Lost in thought
Lost in Thought.
Thoughtful. Thoughtless.
We human have up to 80,000 thoughts a day. Did you just feel your brain explode? I did. I mean I felt MY brain explode, not yours.
These thoughts are primary about the past: ruminations, regrets, retellings of old tales, replaying past conversations or situations, wishing things had turned out differently, fantasizing about a time when things were different (better). Or they are about the future: planning, scheduling, strategizing, list-making, hoping, wanting, anticipating, fearing.
So we are, literally, thoughtful, as in full of thoughts. Also, sometimes and often not for the best, lost in thought. As in, well, lost.
One might ask—I am asking—where is the room for thoughts about right now. Or, perhaps even more important, where is the room for no-thought?
No thoughts. Without thought. Thoughtless. But doesn’t “thoughtless” mean uncaring, insensitive, selfish, unkind? Why can’t it mean a brain at rest, a brain at peace, a brain just, 'ya know, being there.
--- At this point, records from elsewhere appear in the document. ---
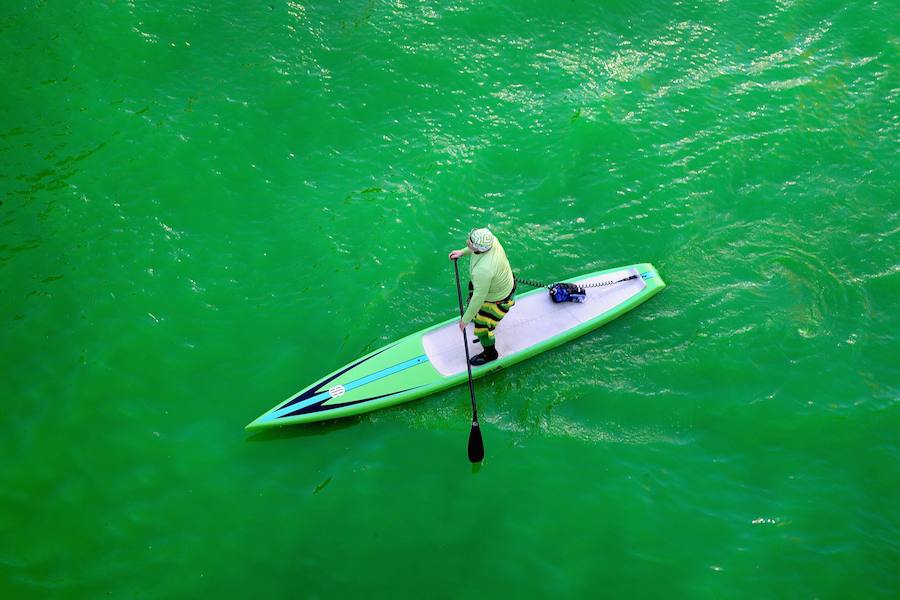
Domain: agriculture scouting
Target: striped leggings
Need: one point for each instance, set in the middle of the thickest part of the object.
(489, 316)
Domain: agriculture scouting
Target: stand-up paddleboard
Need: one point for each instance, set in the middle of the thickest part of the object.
(433, 359)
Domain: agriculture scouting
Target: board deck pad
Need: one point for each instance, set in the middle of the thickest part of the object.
(535, 318)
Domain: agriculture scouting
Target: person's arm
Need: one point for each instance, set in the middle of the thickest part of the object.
(482, 283)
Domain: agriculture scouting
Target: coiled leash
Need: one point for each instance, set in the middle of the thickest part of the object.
(571, 292)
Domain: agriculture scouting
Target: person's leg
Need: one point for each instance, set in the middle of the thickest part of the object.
(489, 316)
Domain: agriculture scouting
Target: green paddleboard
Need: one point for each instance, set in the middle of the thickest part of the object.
(433, 359)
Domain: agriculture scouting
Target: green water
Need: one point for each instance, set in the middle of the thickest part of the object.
(207, 206)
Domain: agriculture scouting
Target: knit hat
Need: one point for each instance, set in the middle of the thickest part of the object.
(482, 239)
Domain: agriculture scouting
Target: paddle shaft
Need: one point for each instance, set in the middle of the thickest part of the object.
(466, 346)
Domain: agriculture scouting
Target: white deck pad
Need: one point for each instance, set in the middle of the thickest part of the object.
(534, 319)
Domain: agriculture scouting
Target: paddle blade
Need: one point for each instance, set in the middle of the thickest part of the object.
(476, 444)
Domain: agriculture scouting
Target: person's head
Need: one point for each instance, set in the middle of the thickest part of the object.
(480, 240)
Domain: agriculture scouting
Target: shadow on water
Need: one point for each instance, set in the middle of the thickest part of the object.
(305, 430)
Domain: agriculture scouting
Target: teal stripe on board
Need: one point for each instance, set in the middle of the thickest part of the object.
(203, 208)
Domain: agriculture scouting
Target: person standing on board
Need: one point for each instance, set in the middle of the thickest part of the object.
(492, 289)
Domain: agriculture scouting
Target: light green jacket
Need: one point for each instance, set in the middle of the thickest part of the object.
(491, 276)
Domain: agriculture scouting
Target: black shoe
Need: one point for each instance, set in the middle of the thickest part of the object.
(485, 357)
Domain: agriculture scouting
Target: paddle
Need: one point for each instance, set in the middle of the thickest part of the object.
(476, 444)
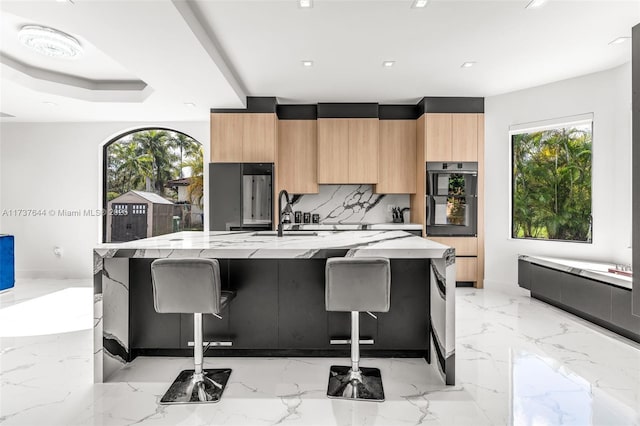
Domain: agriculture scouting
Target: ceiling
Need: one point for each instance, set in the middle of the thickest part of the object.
(145, 60)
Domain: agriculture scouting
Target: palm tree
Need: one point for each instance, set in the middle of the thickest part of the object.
(128, 168)
(195, 190)
(157, 144)
(188, 147)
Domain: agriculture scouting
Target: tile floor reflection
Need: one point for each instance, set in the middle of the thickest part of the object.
(519, 361)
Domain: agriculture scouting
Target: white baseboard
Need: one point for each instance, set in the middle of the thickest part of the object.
(52, 274)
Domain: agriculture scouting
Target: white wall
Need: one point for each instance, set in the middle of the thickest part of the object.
(53, 166)
(607, 95)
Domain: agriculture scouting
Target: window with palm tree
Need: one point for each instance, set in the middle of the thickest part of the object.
(551, 198)
(153, 185)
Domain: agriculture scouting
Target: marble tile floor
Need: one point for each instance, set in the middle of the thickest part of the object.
(519, 361)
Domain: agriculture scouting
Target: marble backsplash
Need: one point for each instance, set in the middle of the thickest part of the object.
(350, 203)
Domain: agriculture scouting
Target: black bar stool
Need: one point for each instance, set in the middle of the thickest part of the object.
(355, 284)
(191, 286)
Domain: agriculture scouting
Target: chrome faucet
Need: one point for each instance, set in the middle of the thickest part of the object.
(287, 209)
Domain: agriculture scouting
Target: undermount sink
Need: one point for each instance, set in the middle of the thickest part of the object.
(285, 233)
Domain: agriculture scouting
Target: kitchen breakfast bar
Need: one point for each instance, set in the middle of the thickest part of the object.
(279, 307)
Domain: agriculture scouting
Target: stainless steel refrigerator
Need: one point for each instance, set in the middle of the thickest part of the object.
(240, 196)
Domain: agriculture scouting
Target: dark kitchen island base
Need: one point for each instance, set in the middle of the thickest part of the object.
(279, 311)
(279, 308)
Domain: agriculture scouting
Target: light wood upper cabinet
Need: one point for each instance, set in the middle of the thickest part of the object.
(243, 137)
(363, 150)
(297, 156)
(438, 137)
(347, 150)
(259, 138)
(464, 140)
(226, 137)
(452, 137)
(397, 157)
(333, 150)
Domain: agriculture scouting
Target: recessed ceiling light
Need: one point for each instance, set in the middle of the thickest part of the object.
(49, 41)
(533, 4)
(620, 40)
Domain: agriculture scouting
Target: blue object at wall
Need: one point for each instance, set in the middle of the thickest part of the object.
(7, 266)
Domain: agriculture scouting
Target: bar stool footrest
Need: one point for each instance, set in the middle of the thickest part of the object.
(365, 385)
(187, 389)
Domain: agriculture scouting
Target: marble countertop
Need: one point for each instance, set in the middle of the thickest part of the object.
(390, 226)
(593, 270)
(244, 245)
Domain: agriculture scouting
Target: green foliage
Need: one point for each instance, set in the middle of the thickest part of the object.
(148, 159)
(552, 184)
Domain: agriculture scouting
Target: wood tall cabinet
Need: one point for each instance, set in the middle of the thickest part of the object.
(243, 137)
(297, 156)
(347, 150)
(453, 137)
(397, 157)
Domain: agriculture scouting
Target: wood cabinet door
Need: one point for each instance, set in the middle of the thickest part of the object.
(297, 156)
(397, 157)
(438, 145)
(259, 138)
(363, 150)
(333, 150)
(466, 269)
(464, 140)
(226, 137)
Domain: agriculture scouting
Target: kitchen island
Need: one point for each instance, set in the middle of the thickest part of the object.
(279, 306)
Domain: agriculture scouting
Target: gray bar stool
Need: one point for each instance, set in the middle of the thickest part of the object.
(191, 286)
(355, 284)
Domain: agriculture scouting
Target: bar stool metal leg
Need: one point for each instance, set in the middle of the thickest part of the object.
(356, 383)
(197, 385)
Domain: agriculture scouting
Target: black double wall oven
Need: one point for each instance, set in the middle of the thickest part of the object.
(452, 199)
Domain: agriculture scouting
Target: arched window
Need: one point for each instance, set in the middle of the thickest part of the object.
(152, 184)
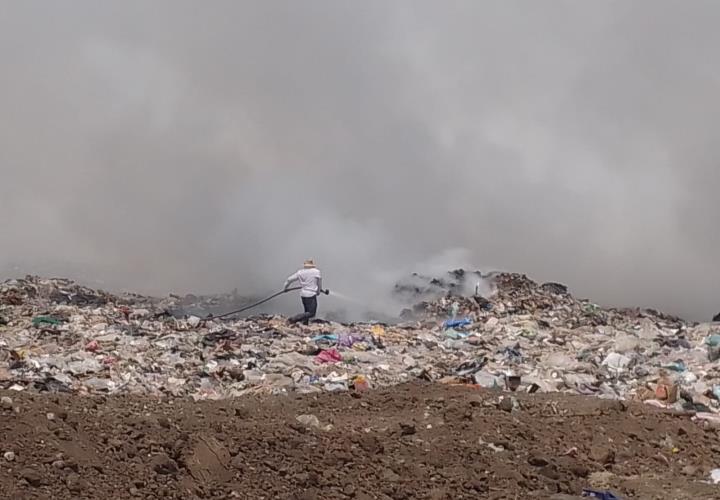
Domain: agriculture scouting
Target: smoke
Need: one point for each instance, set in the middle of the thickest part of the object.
(172, 145)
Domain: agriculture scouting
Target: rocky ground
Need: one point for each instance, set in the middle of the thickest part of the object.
(413, 441)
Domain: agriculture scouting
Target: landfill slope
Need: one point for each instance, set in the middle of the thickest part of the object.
(413, 441)
(57, 336)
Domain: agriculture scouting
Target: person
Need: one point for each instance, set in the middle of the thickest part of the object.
(310, 281)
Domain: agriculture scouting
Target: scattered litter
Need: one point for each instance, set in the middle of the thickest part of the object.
(59, 336)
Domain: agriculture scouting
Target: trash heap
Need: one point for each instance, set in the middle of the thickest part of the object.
(56, 335)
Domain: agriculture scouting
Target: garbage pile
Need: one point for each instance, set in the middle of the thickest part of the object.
(520, 336)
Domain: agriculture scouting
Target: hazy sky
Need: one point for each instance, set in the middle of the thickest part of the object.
(184, 145)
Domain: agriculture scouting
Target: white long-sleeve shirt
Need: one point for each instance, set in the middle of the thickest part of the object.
(310, 281)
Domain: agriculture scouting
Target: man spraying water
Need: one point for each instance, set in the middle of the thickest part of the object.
(310, 281)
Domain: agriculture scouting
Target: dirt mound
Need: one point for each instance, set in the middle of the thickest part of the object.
(407, 442)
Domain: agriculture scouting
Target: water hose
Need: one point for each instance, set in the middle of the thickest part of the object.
(255, 304)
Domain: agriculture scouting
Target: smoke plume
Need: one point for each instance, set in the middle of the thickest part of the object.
(204, 146)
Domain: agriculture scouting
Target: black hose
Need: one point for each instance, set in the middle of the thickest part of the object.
(255, 304)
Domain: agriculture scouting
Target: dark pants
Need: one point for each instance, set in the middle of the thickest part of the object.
(310, 307)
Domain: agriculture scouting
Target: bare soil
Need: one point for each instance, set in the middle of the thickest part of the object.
(408, 442)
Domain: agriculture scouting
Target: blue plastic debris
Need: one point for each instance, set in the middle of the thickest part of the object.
(457, 323)
(713, 340)
(677, 366)
(602, 495)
We give our bodies rest. Our bodies crave rest. When do we give our brains a rest? No, not when we sleep. The dream state is arguably even more vibrantly full of thoughts and images, connections and insights than the waking state. But don’t our brains “deserve” at least the same care as our bodies? Don’t they need to rest?
Yes.
Meditators can achieve this restful, thoughtless, empty state. Some of us, by focusing on the in-breath and the out-breath can get a glimpse of what that feels like. I get a glimpse—sometimes, even more than a glimpse—when I am alone in the woods.
To the woods, then.
“And into the forest I go, to lose my mind and find my soul.”